Copia de Mejorar resolución de imagen

Las guardianas del voto en Carora: una red de resistencia popular

Ante un padrón electoral dominado por mujeres en el municipio Torres, vecinas de distintas trayectorias se capacitaron para convertirse en defensoras clave del sufragio y resguardar las actas electorales del 28 de julio

Meses antes de las elecciones presidenciales de 2024 en Venezuela, en la ciudad de Carora, capital del municipio Torres del estado Lara, se tejía una sólida red para defender la voluntad popular que se manifestó a través del voto. Sus protagonistas fueron mujeres que se prepararon para contribuir a la construcción del país con el que sueñan.

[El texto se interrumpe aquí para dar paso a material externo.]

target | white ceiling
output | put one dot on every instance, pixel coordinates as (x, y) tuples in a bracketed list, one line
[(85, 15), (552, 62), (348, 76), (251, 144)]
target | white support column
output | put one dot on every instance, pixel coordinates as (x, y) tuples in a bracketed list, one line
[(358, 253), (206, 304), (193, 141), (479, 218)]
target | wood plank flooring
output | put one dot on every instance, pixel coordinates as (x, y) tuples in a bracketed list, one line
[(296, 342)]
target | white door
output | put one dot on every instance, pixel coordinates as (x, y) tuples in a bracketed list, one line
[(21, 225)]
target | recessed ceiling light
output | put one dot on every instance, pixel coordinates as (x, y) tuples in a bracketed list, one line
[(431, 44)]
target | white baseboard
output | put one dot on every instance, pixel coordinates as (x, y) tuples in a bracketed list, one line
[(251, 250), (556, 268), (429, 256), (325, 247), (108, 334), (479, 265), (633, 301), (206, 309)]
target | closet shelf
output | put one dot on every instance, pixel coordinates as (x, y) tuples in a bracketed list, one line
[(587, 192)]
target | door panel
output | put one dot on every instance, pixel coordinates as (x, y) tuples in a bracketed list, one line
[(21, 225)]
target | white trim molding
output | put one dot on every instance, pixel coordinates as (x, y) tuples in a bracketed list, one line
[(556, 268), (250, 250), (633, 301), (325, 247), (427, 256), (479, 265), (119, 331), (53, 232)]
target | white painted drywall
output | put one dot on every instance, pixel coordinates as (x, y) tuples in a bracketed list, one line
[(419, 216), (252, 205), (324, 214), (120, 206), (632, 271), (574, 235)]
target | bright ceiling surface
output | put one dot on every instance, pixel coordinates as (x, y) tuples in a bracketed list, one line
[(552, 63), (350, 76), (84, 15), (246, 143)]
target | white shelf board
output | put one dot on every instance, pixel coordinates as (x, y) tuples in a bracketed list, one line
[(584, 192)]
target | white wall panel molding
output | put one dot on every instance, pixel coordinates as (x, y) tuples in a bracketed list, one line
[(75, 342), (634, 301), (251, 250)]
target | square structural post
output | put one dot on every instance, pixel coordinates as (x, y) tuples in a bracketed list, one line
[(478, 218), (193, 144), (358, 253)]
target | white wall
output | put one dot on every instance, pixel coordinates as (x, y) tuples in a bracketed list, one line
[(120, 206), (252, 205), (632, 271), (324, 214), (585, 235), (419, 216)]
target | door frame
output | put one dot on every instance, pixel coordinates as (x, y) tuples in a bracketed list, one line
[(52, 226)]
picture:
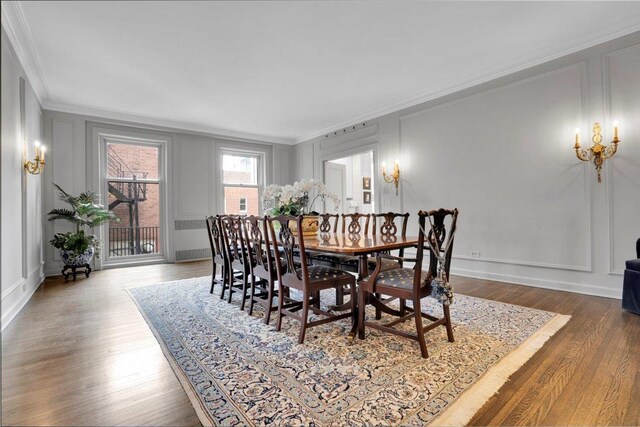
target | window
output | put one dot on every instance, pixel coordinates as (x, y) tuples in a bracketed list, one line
[(241, 181), (133, 184)]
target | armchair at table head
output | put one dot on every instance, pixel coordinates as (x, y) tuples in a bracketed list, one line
[(631, 283)]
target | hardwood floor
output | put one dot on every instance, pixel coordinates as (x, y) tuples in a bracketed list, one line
[(81, 354)]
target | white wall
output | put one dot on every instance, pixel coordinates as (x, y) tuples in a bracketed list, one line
[(502, 153), (192, 174), (21, 207)]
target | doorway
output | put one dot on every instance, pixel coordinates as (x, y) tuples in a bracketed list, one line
[(351, 178)]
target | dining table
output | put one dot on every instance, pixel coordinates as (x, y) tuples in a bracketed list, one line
[(357, 245)]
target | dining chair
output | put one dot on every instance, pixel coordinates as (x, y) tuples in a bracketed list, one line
[(217, 252), (308, 279), (414, 283), (356, 223), (261, 265), (326, 223), (387, 227), (234, 245)]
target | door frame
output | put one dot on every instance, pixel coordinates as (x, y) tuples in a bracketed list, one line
[(361, 149), (343, 169)]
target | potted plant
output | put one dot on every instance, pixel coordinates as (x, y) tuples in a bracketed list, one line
[(297, 199), (78, 248)]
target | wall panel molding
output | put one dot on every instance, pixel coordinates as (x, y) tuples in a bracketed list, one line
[(581, 67), (608, 104)]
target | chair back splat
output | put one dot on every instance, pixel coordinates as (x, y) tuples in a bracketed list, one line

Este movimiento nació, originalmente, de un espacio de resistencia gremial, de un grupo de trabajadoras del sector educativo que se reunían para exigir salarios dignos, la restitución de los contratos colectivos y el cese de la política de bonificación del ingreso. Sin embargo, en medio de esos debates, la conversación dio un giro decisivo: para transformar sus condiciones laborales era imprescindible incidir en el poder

Así fue como el grupo decidió abrir sus puertas a amas de casa, militantes de organizaciones políticas e integrantes de la sociedad civil en general. Mediante talleres, asambleas y charlas formativas comenzaron a capacitarse en la defensa del derecho al sufragio, aprendiendo que el voto es una herramienta para influir en la toma de decisiones locales, regionales y nacionales.

El objetivo final apuntó a fortalecer la participación política de las mujeres en los 138 centros de votación del municipio Torres, donde 75 % del padrón electoral está conformado por mujeres, según los últimos datos disponibles del Consejo Nacional Electoral (CNE). Buscaban garantizar que sus voces realmente se escucharan en un contexto político complejo.

En estos espacios, mujeres de distintas edades y con diferentes historias consolidaron redes de apoyo, compartieron experiencias, discutieron los retos que enfrentan a diario y planificaron acciones conjuntas. Ahí germinó un sentido de comunidad y solidaridad.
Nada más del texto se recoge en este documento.